Méthodes d’implantation contrastées
Neuralink insère ses puces de taille variable en retirant un segment du crâne du patient, afin de loger la puce et de la faire remplacer par l’os retiré. Bien que cette méthode ait été perfectionnée depuis des essais sur des singes, des complications avaient surgi lors des premières expériences. En revanche, selon Rapoport, l’insertion des électrodes de Precision est bien moins invasive et vise à réduire au maximum les risques de complications.
Conséquences et innovations
Rapoport, tout en promouvant sa technologie, indique que Precision a déjà lancé ses premiers essais sur des humains, ce qui est un exploit significatif, surtout dans un domaine aussi novateur.
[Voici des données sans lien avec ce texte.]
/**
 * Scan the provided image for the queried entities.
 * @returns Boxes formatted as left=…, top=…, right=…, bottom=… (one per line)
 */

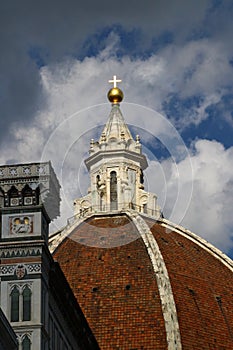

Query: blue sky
left=0, top=0, right=233, bottom=257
Son approche offre une alternative intéressante face à l’attention médiatique que suscite Neuralink.
Pour résumer, l’accent mis sur la sécurité et la minimisation des dommages à l’organe essentiel qu’est le cerveau devient un axe central dans le développement des technologies d’interface neuronale.
FAQ
Qu’est-ce que Neuralink ?
Neuralink est une entreprise cofondée par Elon Musk, spécialisée dans le développement de technologies permettant de connecter le cerveau humain à des ordinateurs via des implants.
Qu’est-ce qu’une interface cerveau-ordinateur (BCI) ?
Une interface cerveau-ordinateur est un dispositif qui permet la communication directe entre le cerveau et un ordinateur, ce qui peut ouvrir la voie à des applications médicales.
Quels sont les dangers associés aux implants cérébraux ?
Les implants cérébraux peuvent provoquer des infections, des réactions inflammatoires et, comme l’indique Rapoport, des dommages cérébraux lors de l’insertion des électrodes.
Pourquoi Precision Neuroscience se démarque-t-elle ?
Precision Neuroscience se concentre sur des méthodes moins invasives pour l’implantation, ce qui pourrait réduire les risques associés et rendre les interfaces neuronales plus sûres pour les patients.
Quelles sont les implications éthiques de ces technologies ?
L’implémentation des technologies d’interface cerveau-ordinateur soulève des questions éthiques concernant la confidentialité des données cérébrales, le consentement éclairé et les potentielles utilisations abusives de ces technologies.